Thursday, August 20, 2009

we live our lives around rhythms and tides.


Alice Sebold has a brilliant gift for story telling. The author of three national bestsellers, including the Lovely Bones, does, like so few contemporaries around her fuse the imagination of a child––that fluidity between bright shining possibilities and the happy memories of desserts for snacktime––with the haunting realities of the adult psyche, which is, without a doubt, always reeling out of control. In Lovely Bones, she entrusts us with peace and teaches us how to heal.In Almost Moon, Sebold offers us a soul, generated out of nothing––utterly mascerated and singularly beautiful. Sebold mixes poetry with Poe, the azure blue of an un-biased sky with the deep red of murder and rape.
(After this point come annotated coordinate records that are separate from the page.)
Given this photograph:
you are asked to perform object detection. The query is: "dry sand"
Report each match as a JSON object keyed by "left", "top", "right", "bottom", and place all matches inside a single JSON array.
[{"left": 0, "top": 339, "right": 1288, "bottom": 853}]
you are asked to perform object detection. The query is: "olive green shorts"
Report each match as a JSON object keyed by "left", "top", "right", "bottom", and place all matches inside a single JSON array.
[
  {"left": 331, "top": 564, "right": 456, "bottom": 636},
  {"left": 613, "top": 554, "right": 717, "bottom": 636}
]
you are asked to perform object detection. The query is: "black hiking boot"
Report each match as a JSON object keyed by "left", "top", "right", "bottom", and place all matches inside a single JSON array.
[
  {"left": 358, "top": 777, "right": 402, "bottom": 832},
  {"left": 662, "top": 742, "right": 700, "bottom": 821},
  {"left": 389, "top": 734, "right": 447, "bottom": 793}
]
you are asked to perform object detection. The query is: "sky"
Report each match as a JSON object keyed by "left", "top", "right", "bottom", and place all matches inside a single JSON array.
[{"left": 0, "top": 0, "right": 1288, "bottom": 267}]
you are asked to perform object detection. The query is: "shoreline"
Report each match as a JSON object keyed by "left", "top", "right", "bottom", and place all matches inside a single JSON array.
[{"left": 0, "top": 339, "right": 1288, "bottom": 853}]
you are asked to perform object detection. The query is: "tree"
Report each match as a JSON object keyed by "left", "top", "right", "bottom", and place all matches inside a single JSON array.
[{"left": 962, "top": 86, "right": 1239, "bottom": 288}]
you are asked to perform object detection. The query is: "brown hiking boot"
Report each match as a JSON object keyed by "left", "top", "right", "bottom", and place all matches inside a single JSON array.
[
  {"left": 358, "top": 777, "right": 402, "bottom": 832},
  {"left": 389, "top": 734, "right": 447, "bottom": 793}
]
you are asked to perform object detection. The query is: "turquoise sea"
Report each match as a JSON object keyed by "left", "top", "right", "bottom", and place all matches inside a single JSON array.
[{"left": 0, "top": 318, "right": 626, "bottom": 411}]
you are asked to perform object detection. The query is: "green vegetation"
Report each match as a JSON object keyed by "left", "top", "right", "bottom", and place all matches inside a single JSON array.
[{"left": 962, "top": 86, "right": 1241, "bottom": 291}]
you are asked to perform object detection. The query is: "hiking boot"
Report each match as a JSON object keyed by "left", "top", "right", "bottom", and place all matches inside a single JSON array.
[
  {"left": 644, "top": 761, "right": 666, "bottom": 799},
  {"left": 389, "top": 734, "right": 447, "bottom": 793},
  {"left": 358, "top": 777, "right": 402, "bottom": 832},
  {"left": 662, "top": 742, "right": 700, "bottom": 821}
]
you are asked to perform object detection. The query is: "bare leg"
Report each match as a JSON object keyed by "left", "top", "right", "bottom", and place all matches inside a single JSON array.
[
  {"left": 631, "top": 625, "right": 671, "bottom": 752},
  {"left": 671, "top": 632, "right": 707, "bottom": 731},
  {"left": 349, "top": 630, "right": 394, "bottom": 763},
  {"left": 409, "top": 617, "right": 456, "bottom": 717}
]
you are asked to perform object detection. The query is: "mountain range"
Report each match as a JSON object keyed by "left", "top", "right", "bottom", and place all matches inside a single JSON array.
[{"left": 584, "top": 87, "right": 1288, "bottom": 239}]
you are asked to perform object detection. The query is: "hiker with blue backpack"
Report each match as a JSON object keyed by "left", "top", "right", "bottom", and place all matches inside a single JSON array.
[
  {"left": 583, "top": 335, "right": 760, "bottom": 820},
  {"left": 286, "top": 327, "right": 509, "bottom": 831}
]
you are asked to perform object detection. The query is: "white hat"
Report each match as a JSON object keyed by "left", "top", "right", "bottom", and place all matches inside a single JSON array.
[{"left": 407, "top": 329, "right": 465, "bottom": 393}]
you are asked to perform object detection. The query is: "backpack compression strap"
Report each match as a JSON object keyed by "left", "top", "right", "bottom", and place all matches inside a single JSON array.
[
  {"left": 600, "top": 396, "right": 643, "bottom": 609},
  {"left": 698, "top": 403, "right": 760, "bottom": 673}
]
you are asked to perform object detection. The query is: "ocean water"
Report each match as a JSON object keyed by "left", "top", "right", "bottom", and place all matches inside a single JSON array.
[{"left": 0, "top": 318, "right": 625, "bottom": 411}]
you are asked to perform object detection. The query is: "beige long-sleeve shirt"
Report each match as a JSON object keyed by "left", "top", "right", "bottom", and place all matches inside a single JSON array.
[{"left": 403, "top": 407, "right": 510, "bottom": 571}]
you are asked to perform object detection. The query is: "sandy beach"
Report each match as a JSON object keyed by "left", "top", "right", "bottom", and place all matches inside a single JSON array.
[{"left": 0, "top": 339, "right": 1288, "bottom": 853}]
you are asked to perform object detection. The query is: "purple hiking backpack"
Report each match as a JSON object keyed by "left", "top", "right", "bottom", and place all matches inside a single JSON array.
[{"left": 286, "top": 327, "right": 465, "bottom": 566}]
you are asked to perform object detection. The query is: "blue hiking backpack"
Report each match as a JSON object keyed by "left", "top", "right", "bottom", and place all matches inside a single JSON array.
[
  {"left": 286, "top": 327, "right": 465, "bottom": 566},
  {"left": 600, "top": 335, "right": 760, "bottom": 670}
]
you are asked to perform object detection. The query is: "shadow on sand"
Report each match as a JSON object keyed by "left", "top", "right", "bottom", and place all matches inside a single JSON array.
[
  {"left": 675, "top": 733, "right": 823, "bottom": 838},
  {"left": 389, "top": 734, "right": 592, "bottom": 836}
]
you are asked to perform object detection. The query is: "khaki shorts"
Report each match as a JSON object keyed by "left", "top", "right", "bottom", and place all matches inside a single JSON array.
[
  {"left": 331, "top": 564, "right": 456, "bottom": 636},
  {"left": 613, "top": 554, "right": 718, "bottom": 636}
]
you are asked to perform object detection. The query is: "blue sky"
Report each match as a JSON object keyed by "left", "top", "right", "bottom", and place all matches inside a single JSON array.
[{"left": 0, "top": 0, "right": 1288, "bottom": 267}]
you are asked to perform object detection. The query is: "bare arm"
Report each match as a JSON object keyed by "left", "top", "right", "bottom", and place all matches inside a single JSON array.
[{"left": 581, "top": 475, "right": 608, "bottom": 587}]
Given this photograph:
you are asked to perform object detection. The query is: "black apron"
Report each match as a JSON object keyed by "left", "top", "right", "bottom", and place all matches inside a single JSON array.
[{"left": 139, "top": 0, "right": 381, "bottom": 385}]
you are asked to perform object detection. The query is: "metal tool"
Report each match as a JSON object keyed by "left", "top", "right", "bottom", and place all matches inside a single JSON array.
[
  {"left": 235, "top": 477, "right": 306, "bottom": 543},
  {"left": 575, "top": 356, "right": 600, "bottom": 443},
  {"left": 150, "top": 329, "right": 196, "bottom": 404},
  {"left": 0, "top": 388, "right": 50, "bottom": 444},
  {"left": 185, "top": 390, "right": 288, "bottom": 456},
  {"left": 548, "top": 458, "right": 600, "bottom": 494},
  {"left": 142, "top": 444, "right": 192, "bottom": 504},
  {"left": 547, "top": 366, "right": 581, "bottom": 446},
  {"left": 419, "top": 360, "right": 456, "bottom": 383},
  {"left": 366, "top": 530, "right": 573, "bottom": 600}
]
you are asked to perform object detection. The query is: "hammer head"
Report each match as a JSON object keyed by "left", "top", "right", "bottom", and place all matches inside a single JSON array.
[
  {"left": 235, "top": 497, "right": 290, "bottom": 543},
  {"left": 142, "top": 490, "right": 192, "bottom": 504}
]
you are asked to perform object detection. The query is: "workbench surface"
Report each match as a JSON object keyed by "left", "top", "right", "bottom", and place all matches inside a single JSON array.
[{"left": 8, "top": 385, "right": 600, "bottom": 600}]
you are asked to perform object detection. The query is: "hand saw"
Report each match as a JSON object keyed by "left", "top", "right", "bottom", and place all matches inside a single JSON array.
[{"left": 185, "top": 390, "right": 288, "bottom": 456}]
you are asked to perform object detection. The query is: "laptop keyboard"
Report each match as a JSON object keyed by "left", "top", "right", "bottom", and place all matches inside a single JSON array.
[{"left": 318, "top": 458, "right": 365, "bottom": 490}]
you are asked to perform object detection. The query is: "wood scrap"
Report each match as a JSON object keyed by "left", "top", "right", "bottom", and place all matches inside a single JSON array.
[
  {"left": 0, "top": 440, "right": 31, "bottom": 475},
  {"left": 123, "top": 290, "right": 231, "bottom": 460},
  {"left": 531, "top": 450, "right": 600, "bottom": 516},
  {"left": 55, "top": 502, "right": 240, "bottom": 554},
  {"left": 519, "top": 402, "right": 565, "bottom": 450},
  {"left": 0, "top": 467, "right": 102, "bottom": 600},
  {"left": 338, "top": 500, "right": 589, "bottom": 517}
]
She is poignant in a way that is both readily philosophical and at the same time, hitting disturbingly too close to our own sentiments... at that one time... ages and ages ago. 
Sebold captures you with the first line of "The Almost Moon:" ––sweeping you off your feet into a tale whose language is wrapped in warmth and genteel while writhing beneath the scars of the deepest, most familiar pain––

"When all is said and done, killing my mother came easily."

I will recommend to no end for anyone to travel into the post-mortem life of Susan Salmon and discover the missing boundaries between the living and the dead, and between grieving and forgetting.  Or, I invite you  to journey through the perilously raw heart and will of Helen Knightly whose murder of her mother leaves the reader's morality just as rigorously flayed as her own.